Mosquitos mutantes que combatem doenças: um negócio lucrativo e perigoso


Quem vive no Brasil sabe que todo ano há constantes campanhas governamentais para tentar controlar a proliferação de mosquitos, especialmente os que transmitem dengue e Zika vírus. Segundo a Organização Mundial da Saúde, somente em 2016 cerca de 1,5 milhão de pessoas contrairão Zika vírus no Brasil. E, para tentar combater este quadro alarmante, a empresa britânica Oxitec apontou como solução a criação de mosquitos geneticamente modificados capazes de eliminar os mosquitos selvagens que transmitem essas doenças.

Os mosquitos da Oxitec

Embora seja uma empresa britânica, a Oxitec já está trabalhando a todo vapor no Brasil. Instalou a primeira fábrica de mosquitos de grande escala na cidade de Piracicaba, no estado de São Paulo. Segundo Hadyn Parry, presidente da Oxitec, e fábrica de mosquitos geneticamente modificados em Piracicaba é a “primeira e a maior” do mundo.

“Esse é o único lugar onde temos uma fábrica como essa que pode ser usada como uma distribuidora para o Brasil”, relata Parry na inauguração da fábrica no Brasil, confirmando em seguida que planeja expandir os negócios. “Estamos conversando com vários municípios e estados”, complementa.

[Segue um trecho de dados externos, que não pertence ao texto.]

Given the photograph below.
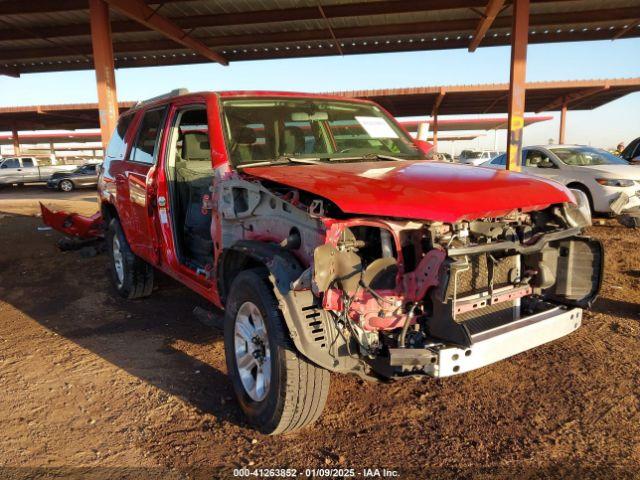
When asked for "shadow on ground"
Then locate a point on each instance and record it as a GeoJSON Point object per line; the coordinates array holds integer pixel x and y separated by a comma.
{"type": "Point", "coordinates": [138, 336]}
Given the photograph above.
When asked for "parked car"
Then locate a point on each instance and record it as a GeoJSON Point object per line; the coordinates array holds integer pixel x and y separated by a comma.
{"type": "Point", "coordinates": [84, 176]}
{"type": "Point", "coordinates": [469, 157]}
{"type": "Point", "coordinates": [632, 153]}
{"type": "Point", "coordinates": [23, 170]}
{"type": "Point", "coordinates": [329, 251]}
{"type": "Point", "coordinates": [443, 157]}
{"type": "Point", "coordinates": [602, 176]}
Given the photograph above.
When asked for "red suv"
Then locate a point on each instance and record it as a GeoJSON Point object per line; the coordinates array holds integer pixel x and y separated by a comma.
{"type": "Point", "coordinates": [333, 246]}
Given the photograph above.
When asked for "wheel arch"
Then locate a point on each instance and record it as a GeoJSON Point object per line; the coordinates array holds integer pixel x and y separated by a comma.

No entanto, mesmo sendo capaz de produzir cerca de 60 milhões de mosquitos por semana, a Oxitec ainda não tem autorização da Anvisa para vendê-los. “Ainda estamos esperando a aprovação da Anvisa, não temos data para isso, mas esperamos que seja em 2017”, diz Parry sem demonstrar qualquer preocupação.

Em termos práticos, os mosquitos criados pela Oxitec são geneticamente modificados para que suas crias morram antes de chegarem, à fase adulta. Isso significa que os mosquitos machos (que não picam) serão lançados na natureza para acasalarem com as fêmeas. Assim, os mosquitos oriundos do acasalamento serão geneticamente defeituosos, morrendo rapidamente, o que impediria a transmissão do Zika e outras doenças. Além disso, eles têm um marcador fluorescente para que possam ser identificados.

Para a Oxitec, os mosquitos modificados não implicam qualquer risco, demonstrando grande eficiência na eliminação dos mosquitos selvagens que transmitem as doenças. Em seus cinco estudos de campo realizados em 2011 e 2014 nas Ilhas Cayman, Panamá e também no estado da Bahia, ao menos 90% dos mosquitos selvagens de Aedes Aegypti foram eliminados após a inserção dos mosquitos geneticamente modificados, segundo a Oxitec. Mas restam muitas dúvidas e preocupações ambientais.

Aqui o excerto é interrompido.